A física por trás disso é simples: essas lâmpadas não perdem tempo aquecendo o ar ao redor do objeto. Elas enviam fótons diretamente para o vidro, fazendo com que as moléculas comecem a vibrar quase imediatamente. É possível chegar às temperaturas necessárias para a recristalização em questão de segundos. Se você trabalha em um processo contínuo, isso significa que sua linha de produção continua funcionando sem interrupções. Não há mais necessidade de esperar que um forno enorme se estabilize.
Quanto aos equipamentos, preferimos usar lâmpadas com alta densidade de potência. Queremos que o objeto atinja rapidamente a temperatura ideal para a recristalização. Ao usar tubos de halogênio de alta potência, criamos uma zona de calor concentrada. Assim, eliminamos aqueles “pontos quentes” que causam rachaduras nos objetos mais complexos.

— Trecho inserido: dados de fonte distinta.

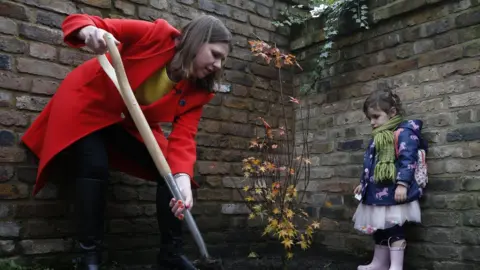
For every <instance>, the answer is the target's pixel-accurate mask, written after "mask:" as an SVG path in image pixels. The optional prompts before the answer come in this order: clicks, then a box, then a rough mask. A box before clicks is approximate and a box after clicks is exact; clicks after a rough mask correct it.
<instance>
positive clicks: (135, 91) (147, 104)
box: [135, 66, 175, 105]
mask: <svg viewBox="0 0 480 270" xmlns="http://www.w3.org/2000/svg"><path fill="white" fill-rule="evenodd" d="M174 85H175V82H173V81H172V80H170V78H169V77H168V74H167V68H166V66H165V67H164V68H162V69H160V70H158V71H157V72H155V73H154V74H153V75H152V76H150V78H148V79H147V80H145V82H143V84H142V85H140V87H139V88H138V89H137V90H136V91H135V97H136V98H137V101H138V102H139V103H140V104H141V105H149V104H151V103H153V102H155V101H156V100H158V99H160V98H161V97H163V96H164V95H165V94H166V93H168V91H170V90H171V89H172V87H173V86H174Z"/></svg>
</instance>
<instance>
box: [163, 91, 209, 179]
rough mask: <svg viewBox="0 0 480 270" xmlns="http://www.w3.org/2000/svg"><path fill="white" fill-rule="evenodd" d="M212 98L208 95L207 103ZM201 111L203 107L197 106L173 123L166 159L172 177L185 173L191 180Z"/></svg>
mask: <svg viewBox="0 0 480 270" xmlns="http://www.w3.org/2000/svg"><path fill="white" fill-rule="evenodd" d="M213 97H214V94H210V95H209V97H208V101H209V100H211V99H212V98H213ZM208 101H207V102H208ZM207 102H206V103H207ZM206 103H205V104H206ZM202 111H203V105H200V106H197V107H195V108H192V109H190V110H189V111H187V112H185V113H184V114H182V115H180V116H178V117H177V119H176V120H175V121H174V122H173V125H172V132H171V133H170V135H169V136H168V150H167V157H166V159H167V162H168V165H169V166H170V169H171V171H172V174H173V175H175V174H177V173H186V174H188V175H189V176H190V178H191V179H193V166H194V165H195V162H196V160H197V149H196V148H197V145H196V142H195V136H196V134H197V131H198V124H199V122H200V118H201V116H202Z"/></svg>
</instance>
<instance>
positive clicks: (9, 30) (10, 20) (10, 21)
mask: <svg viewBox="0 0 480 270" xmlns="http://www.w3.org/2000/svg"><path fill="white" fill-rule="evenodd" d="M17 28H18V27H17V23H16V22H15V21H13V20H11V19H9V18H4V17H0V33H3V34H7V35H16V34H17V33H18V30H17Z"/></svg>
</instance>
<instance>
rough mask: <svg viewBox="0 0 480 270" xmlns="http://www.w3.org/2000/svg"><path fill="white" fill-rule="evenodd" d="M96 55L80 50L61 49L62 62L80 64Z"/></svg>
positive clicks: (71, 49)
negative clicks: (81, 50)
mask: <svg viewBox="0 0 480 270" xmlns="http://www.w3.org/2000/svg"><path fill="white" fill-rule="evenodd" d="M94 57H95V56H94V55H91V54H87V53H83V52H80V51H78V50H73V49H61V50H60V56H59V61H60V63H62V64H66V65H72V66H78V65H80V64H82V63H84V62H86V61H87V60H90V59H92V58H94Z"/></svg>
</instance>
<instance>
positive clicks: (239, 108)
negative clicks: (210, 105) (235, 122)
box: [223, 96, 252, 110]
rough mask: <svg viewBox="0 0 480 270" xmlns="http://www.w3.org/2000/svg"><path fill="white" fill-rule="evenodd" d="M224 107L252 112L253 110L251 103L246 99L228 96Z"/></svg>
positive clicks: (224, 100) (223, 102) (231, 96)
mask: <svg viewBox="0 0 480 270" xmlns="http://www.w3.org/2000/svg"><path fill="white" fill-rule="evenodd" d="M223 105H224V106H225V107H228V108H234V109H242V110H250V109H251V108H252V104H251V102H249V101H248V100H246V99H243V98H238V97H233V96H227V97H225V99H224V100H223Z"/></svg>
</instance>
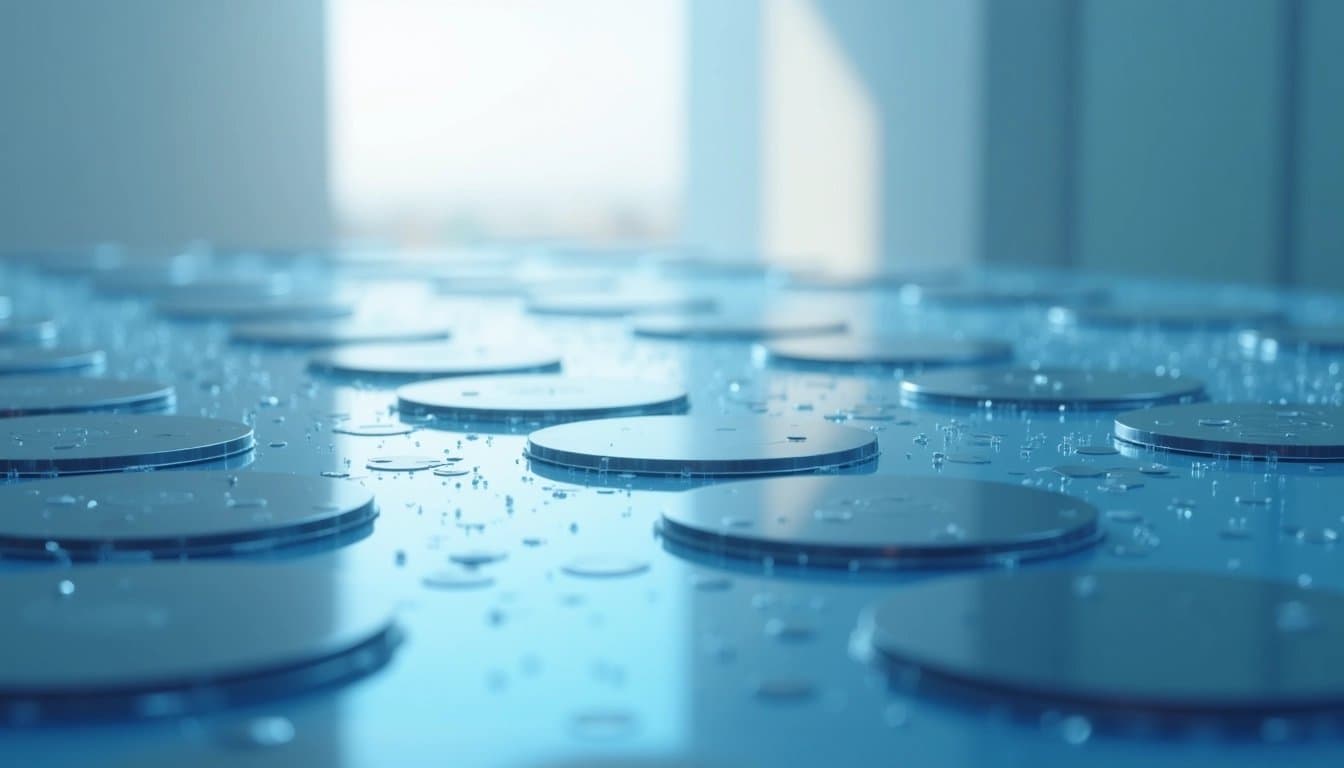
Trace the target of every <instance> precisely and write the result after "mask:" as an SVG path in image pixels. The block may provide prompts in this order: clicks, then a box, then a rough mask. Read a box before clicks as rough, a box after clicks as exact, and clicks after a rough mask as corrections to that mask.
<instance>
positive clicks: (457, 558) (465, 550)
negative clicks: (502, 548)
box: [448, 549, 508, 568]
mask: <svg viewBox="0 0 1344 768" xmlns="http://www.w3.org/2000/svg"><path fill="white" fill-rule="evenodd" d="M507 557H508V553H507V551H496V550H489V549H472V550H465V551H454V553H453V554H450V555H448V560H450V561H453V562H456V564H458V565H465V566H468V568H477V566H481V565H489V564H492V562H499V561H501V560H504V558H507Z"/></svg>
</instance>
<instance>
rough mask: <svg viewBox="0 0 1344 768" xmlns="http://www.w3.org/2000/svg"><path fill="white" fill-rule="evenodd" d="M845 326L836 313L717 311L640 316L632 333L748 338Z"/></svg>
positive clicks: (830, 329)
mask: <svg viewBox="0 0 1344 768" xmlns="http://www.w3.org/2000/svg"><path fill="white" fill-rule="evenodd" d="M847 327H848V323H845V321H844V320H841V319H837V317H806V316H796V315H794V316H790V315H769V316H761V317H750V316H746V317H723V316H718V315H702V316H694V315H689V316H663V317H646V319H642V320H640V321H637V323H636V324H634V334H636V335H637V336H652V338H656V339H726V340H751V339H767V338H775V336H806V335H814V334H840V332H844V330H845V328H847Z"/></svg>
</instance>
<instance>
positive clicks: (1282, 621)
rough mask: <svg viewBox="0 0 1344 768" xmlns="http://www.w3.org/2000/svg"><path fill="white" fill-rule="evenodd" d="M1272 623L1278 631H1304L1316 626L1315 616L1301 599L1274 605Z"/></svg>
mask: <svg viewBox="0 0 1344 768" xmlns="http://www.w3.org/2000/svg"><path fill="white" fill-rule="evenodd" d="M1274 625H1275V627H1278V631H1279V632H1305V631H1308V629H1312V628H1313V627H1316V616H1314V613H1312V609H1310V607H1309V605H1306V604H1305V603H1302V601H1301V600H1289V601H1286V603H1279V604H1278V607H1275V609H1274Z"/></svg>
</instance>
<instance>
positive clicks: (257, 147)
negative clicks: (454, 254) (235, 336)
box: [0, 0, 329, 249]
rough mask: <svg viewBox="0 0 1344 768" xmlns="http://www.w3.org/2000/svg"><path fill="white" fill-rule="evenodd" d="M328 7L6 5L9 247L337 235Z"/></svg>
mask: <svg viewBox="0 0 1344 768" xmlns="http://www.w3.org/2000/svg"><path fill="white" fill-rule="evenodd" d="M324 40H325V28H324V12H323V1H321V0H288V1H285V3H273V1H270V0H235V1H230V3H215V1H211V0H124V1H118V3H83V1H75V0H15V1H8V3H4V4H3V5H0V114H3V116H4V117H3V120H0V179H4V182H3V183H0V247H4V249H11V247H28V246H39V247H51V246H69V245H83V243H87V242H91V241H97V239H103V238H116V239H122V241H126V242H132V243H140V245H176V243H181V242H184V241H187V239H190V238H195V237H204V238H210V239H215V241H223V242H231V243H258V245H300V243H312V242H320V241H324V239H325V238H327V237H328V235H329V214H328V208H329V202H328V194H327V101H325V93H327V90H325V85H327V79H325V78H327V71H325V63H327V62H325V50H324V46H325V42H324Z"/></svg>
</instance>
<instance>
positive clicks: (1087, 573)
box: [1073, 573, 1097, 597]
mask: <svg viewBox="0 0 1344 768" xmlns="http://www.w3.org/2000/svg"><path fill="white" fill-rule="evenodd" d="M1073 589H1074V594H1075V596H1078V597H1091V596H1093V594H1095V593H1097V577H1095V576H1093V574H1090V573H1085V574H1083V576H1079V577H1077V578H1074V585H1073Z"/></svg>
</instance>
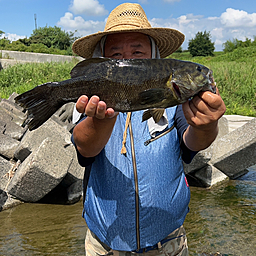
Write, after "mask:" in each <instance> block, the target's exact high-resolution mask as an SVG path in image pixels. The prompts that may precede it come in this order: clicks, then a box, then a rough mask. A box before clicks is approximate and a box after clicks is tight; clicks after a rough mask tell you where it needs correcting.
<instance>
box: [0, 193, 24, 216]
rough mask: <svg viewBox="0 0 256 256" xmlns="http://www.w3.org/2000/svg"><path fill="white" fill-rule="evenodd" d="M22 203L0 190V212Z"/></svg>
mask: <svg viewBox="0 0 256 256" xmlns="http://www.w3.org/2000/svg"><path fill="white" fill-rule="evenodd" d="M22 203H23V202H22V201H20V200H18V199H16V198H13V197H12V196H11V195H9V194H8V193H6V192H5V191H3V190H1V189H0V212H1V211H4V210H7V209H10V208H13V207H15V206H17V205H19V204H22Z"/></svg>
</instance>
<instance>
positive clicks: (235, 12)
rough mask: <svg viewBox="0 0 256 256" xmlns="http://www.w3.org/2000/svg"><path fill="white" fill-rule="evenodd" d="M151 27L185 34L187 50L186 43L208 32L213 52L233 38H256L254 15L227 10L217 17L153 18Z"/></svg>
mask: <svg viewBox="0 0 256 256" xmlns="http://www.w3.org/2000/svg"><path fill="white" fill-rule="evenodd" d="M150 23H151V25H152V26H153V27H169V28H174V29H177V30H179V31H181V32H182V33H184V34H185V36H186V39H185V42H184V44H183V45H182V48H183V49H187V47H188V41H189V40H190V39H192V38H194V37H195V35H196V33H197V32H199V31H200V32H204V31H207V32H210V34H211V40H212V42H214V43H215V50H216V51H221V50H222V49H223V48H222V45H223V43H225V42H226V41H227V40H232V39H234V38H236V39H238V40H243V41H244V40H245V39H246V37H247V38H249V39H254V36H256V30H255V27H256V13H252V14H249V13H247V12H245V11H239V10H235V9H231V8H228V9H227V10H226V11H225V12H224V13H222V14H221V15H220V16H219V17H203V16H199V15H197V16H194V15H193V14H187V15H182V16H180V17H178V18H176V19H174V18H172V17H170V18H168V19H158V18H154V19H151V20H150Z"/></svg>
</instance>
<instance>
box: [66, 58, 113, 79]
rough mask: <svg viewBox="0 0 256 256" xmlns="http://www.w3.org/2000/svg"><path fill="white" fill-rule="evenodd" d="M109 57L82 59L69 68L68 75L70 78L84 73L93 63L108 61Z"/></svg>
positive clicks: (85, 74) (90, 68) (85, 73)
mask: <svg viewBox="0 0 256 256" xmlns="http://www.w3.org/2000/svg"><path fill="white" fill-rule="evenodd" d="M110 60H111V59H110V58H103V57H102V58H90V59H86V60H82V61H80V62H79V63H77V64H76V65H75V67H74V68H73V69H72V70H71V72H70V75H71V78H75V77H78V76H84V75H86V71H87V70H88V69H91V68H92V66H93V65H95V64H96V65H97V64H99V63H102V62H105V61H110Z"/></svg>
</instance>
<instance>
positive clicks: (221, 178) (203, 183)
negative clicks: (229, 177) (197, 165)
mask: <svg viewBox="0 0 256 256" xmlns="http://www.w3.org/2000/svg"><path fill="white" fill-rule="evenodd" d="M193 175H194V176H195V177H196V178H197V179H198V180H200V182H201V184H202V185H203V186H204V187H211V186H213V185H215V184H217V183H218V182H220V181H223V180H225V179H227V178H228V177H227V176H226V175H225V174H224V173H222V172H221V171H219V170H218V169H217V168H215V167H214V166H212V165H209V164H207V165H206V166H205V167H204V168H202V169H200V170H198V171H195V172H194V173H193Z"/></svg>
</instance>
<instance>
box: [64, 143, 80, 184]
mask: <svg viewBox="0 0 256 256" xmlns="http://www.w3.org/2000/svg"><path fill="white" fill-rule="evenodd" d="M66 151H67V153H68V154H69V155H70V157H71V158H72V159H73V161H72V163H71V164H70V166H69V168H68V173H67V175H66V176H65V177H64V179H63V181H62V185H63V186H65V187H69V186H71V185H72V184H73V183H74V182H76V181H78V180H82V179H83V177H84V169H85V168H84V167H82V166H81V165H79V163H78V160H77V155H76V149H75V147H74V145H73V144H71V145H69V146H68V147H66Z"/></svg>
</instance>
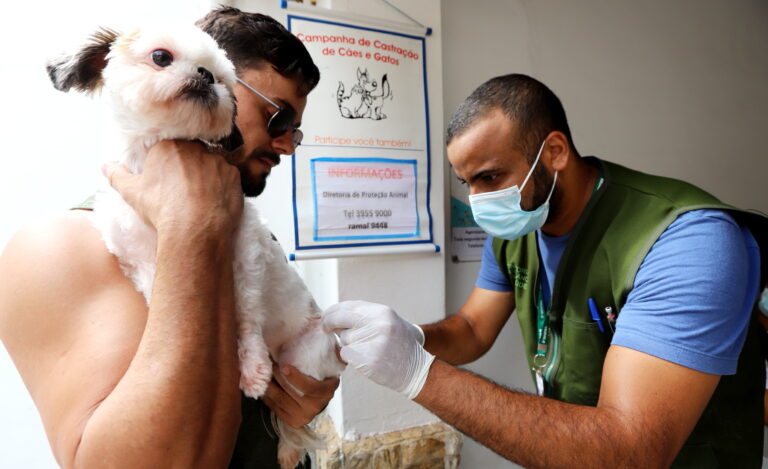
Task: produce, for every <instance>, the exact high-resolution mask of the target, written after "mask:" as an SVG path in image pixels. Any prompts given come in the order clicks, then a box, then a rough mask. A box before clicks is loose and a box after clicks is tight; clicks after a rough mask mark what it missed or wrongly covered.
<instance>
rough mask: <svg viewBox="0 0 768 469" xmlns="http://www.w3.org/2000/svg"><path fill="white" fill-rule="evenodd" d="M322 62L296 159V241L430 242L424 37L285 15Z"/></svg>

Mas é preciso ter cuidado com a configuração. É necessário equilibrar a tensão e a potência da lâmpada com a velocidade de movimento da esteira transportadora. Claro, uma lâmpada com maior potência permite acelerar o processo, mas isso sobrecarrega a fonte de energia. Além disso, se a potência for excessiva sem proteção adequada, pode-se danificar a esteira transportadora ou até mesmo a própria lâmpada.
A boa notícia é que a manutenção dessas lâmpadas é muito simples. Elas utilizam conectores padrão, então, se um tubo queimar, basta substituí-lo por outro. Você voltará a operar em minutos.
Apenas um aviso: o infravermelho de onda curta é muito intenso. É preciso ter precisão na distância entre a lâmpada e o objeto a ser tratado. Se a distância for pequena demais, podem surgir “pontos quentes” que danificam o objeto. É por isso que dependemos de sensores precisos – é a única maneira de garantir que a temperatura permaneça dentro do intervalo adequado para a recristalização.